The attack took place in Lakki Marwat, a district in Khyber Pakhtunkhwa province, local police chief Azmat Ullah said. He said that two traffic police officers and a woman were among those killed.

No group immediately claimed responsibility for the bombing, but suspicion is likely to fall on the Pakistani Taliban, known as Tehrik-e-Taliban Pakistan, or TTP. The group is separate from but allied with Afghanistan’s Taliban government and has intensified its campaign against Pakistani security forces in recent years.

The latest attack came days after 15 police officers were killed in a suicide bombing and gun assault on a security post in the nearby Bannu district, prompting Islamabad to summon a senior Afghan diplomat to lodge a formal complaint.

Pakistan blamed the late Saturday attack on the TTP.

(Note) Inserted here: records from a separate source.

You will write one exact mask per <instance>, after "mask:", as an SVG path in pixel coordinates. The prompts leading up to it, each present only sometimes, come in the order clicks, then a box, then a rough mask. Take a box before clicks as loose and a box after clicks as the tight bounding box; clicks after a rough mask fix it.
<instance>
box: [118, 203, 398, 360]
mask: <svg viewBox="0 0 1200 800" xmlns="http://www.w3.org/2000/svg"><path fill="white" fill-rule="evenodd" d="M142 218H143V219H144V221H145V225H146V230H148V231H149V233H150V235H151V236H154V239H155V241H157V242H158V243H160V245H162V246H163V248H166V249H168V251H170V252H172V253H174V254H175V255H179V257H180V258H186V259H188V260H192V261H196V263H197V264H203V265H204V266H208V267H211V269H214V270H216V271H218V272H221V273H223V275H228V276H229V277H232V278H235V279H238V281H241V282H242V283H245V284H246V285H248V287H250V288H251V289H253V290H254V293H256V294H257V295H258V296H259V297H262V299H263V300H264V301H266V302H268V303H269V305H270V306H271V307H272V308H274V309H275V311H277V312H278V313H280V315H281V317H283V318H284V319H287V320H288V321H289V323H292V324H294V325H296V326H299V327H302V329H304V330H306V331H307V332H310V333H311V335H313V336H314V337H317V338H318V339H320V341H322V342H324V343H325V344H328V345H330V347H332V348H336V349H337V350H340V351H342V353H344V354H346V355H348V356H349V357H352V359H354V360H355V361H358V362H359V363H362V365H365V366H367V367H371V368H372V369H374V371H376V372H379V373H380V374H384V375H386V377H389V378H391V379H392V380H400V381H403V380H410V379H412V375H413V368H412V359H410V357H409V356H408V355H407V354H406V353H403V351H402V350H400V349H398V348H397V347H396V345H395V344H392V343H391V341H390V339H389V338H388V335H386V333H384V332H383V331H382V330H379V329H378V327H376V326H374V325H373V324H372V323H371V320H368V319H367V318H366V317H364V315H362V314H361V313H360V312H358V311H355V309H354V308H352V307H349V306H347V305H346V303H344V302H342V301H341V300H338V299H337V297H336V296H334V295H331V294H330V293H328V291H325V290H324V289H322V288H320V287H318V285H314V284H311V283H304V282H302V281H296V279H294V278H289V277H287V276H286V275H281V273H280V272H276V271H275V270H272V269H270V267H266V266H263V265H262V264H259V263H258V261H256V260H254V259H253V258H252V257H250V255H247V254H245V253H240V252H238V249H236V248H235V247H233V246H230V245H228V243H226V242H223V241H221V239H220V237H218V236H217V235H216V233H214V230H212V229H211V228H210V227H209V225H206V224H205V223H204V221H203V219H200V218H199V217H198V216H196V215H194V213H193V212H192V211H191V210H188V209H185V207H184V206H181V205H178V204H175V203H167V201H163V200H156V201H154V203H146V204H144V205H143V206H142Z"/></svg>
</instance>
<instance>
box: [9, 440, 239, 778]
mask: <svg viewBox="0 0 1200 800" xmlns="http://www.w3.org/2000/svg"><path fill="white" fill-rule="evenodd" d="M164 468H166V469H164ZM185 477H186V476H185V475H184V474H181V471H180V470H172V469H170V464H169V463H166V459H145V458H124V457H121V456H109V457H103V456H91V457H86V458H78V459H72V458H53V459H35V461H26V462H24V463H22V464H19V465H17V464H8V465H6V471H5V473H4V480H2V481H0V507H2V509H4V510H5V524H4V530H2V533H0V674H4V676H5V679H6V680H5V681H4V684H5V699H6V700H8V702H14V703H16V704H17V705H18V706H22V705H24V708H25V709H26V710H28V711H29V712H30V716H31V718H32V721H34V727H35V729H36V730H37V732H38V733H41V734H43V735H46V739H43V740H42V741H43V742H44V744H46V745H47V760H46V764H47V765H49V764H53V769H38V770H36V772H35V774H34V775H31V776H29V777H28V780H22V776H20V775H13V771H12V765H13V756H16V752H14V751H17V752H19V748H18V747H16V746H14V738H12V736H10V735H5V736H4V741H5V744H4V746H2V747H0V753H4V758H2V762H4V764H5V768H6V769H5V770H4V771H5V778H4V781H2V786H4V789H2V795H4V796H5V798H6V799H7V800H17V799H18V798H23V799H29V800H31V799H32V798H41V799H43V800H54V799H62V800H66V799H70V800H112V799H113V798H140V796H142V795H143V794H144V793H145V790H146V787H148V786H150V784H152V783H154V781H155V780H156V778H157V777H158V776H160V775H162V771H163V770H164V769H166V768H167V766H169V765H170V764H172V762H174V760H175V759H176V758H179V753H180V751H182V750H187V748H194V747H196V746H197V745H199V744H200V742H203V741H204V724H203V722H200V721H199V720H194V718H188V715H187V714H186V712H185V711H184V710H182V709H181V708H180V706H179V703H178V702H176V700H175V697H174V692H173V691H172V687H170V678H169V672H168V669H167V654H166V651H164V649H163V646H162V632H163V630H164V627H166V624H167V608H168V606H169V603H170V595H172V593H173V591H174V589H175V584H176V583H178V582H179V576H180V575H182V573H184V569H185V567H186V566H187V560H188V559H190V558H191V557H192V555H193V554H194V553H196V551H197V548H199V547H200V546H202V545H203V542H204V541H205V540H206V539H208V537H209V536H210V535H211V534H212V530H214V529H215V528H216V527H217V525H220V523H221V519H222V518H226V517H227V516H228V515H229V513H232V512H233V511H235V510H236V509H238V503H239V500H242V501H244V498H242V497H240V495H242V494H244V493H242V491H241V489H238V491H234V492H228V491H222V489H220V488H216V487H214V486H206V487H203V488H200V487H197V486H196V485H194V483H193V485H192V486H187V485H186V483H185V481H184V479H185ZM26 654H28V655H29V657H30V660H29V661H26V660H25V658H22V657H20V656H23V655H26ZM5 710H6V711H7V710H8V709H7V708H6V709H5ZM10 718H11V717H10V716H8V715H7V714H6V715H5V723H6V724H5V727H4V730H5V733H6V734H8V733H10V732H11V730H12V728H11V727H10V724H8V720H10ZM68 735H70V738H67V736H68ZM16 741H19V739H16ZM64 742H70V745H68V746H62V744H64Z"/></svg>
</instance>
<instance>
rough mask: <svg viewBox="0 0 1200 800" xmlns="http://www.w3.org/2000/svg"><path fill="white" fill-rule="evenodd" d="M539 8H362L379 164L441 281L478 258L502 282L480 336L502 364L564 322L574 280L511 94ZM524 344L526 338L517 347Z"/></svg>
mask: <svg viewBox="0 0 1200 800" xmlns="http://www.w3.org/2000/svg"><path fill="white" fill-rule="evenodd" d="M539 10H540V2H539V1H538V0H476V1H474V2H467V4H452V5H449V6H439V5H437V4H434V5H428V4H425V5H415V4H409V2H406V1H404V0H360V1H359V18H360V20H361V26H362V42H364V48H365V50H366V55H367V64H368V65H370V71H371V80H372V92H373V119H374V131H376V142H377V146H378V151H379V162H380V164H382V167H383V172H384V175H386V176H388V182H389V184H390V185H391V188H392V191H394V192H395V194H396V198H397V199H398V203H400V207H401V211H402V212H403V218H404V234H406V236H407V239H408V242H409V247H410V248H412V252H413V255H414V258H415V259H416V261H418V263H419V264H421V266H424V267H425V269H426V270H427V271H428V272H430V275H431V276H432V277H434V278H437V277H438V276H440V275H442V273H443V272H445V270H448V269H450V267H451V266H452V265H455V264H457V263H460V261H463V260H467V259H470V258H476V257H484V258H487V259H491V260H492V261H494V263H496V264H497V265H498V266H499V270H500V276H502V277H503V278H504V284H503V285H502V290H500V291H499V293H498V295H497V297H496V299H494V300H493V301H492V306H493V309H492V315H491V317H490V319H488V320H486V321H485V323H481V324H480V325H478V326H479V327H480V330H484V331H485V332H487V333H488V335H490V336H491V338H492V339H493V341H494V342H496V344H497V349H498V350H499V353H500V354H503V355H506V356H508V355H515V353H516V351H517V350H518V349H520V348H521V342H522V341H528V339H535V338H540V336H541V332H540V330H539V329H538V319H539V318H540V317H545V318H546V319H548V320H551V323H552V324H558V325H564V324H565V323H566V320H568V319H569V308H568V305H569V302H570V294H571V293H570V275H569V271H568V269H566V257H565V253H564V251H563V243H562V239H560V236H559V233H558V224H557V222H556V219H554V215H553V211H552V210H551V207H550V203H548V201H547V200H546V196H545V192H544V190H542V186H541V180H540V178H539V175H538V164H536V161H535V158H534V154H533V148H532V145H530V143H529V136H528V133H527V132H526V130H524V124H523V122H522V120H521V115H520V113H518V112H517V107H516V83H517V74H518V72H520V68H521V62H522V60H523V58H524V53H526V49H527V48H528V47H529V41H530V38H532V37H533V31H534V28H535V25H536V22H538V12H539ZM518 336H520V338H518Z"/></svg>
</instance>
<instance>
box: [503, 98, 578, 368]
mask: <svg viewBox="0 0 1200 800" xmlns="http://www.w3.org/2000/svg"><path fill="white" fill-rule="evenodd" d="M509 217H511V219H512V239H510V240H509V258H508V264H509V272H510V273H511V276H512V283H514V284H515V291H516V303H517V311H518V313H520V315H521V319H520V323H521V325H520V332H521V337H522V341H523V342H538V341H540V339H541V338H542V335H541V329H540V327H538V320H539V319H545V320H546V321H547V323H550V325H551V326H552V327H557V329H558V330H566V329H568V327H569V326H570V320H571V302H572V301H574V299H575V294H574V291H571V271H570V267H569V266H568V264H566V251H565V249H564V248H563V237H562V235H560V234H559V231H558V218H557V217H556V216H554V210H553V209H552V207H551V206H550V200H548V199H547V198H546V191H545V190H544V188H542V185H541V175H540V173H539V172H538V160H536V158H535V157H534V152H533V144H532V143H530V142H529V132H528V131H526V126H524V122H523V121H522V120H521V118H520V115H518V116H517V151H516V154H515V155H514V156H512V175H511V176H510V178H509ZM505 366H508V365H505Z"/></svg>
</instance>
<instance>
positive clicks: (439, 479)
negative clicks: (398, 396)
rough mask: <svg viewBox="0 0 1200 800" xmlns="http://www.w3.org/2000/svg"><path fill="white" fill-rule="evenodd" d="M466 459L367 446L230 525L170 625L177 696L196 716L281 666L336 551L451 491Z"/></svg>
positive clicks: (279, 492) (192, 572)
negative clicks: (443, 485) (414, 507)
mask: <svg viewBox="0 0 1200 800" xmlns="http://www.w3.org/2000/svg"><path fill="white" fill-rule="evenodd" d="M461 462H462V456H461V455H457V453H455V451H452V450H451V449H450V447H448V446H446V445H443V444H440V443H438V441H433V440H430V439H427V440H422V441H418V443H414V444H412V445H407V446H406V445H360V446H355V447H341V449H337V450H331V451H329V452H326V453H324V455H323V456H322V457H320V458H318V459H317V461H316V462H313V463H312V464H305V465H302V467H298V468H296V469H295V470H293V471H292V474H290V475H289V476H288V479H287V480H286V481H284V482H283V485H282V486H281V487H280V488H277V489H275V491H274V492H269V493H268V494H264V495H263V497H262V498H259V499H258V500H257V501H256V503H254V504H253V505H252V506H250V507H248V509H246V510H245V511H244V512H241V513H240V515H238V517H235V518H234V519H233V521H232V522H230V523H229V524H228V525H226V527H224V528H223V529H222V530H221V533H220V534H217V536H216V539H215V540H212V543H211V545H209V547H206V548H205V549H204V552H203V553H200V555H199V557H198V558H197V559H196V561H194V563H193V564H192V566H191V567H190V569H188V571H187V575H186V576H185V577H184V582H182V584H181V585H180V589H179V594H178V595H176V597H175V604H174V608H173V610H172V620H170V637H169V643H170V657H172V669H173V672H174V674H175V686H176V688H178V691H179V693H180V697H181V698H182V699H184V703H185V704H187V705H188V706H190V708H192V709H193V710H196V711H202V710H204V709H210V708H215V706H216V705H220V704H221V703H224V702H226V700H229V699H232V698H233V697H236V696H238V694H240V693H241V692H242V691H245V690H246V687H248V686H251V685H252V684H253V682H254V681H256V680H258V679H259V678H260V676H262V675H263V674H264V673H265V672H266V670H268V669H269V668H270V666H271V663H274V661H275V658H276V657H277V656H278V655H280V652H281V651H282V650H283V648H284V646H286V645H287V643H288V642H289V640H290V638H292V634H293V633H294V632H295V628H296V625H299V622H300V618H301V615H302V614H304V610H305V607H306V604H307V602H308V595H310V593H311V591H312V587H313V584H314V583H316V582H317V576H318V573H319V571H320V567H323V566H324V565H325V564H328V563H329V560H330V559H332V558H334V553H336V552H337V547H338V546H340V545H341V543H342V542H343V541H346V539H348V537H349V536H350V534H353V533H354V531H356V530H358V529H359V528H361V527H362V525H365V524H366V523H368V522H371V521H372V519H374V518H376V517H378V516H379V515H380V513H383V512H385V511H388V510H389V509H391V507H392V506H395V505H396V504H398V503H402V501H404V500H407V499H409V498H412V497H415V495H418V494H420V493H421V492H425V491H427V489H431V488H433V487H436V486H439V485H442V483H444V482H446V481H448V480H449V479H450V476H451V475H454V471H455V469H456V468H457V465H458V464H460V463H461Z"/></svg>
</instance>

Pakistani authorities have long accused Afghanistan’s Taliban government of sheltering TTP militants. Kabul has denied the allegation, saying it doesn't allow militants to use Afghan soil to launch attacks against other countries.

Pakistan has witnessed a surge in militant violence in recent years, straining relations with Afghanistan.

The TTP and other militant groups have grown more emboldened since the Afghan Taliban returned to power in Kabul in 2021.

Tensions between Pakistan and Afghanistan have persisted, including fighting that has killed hundreds of people since late February. In early April, the two sides held peace talks mediated by China. However, sporadic cross-border clashes have continued, though at a lower intensity than before.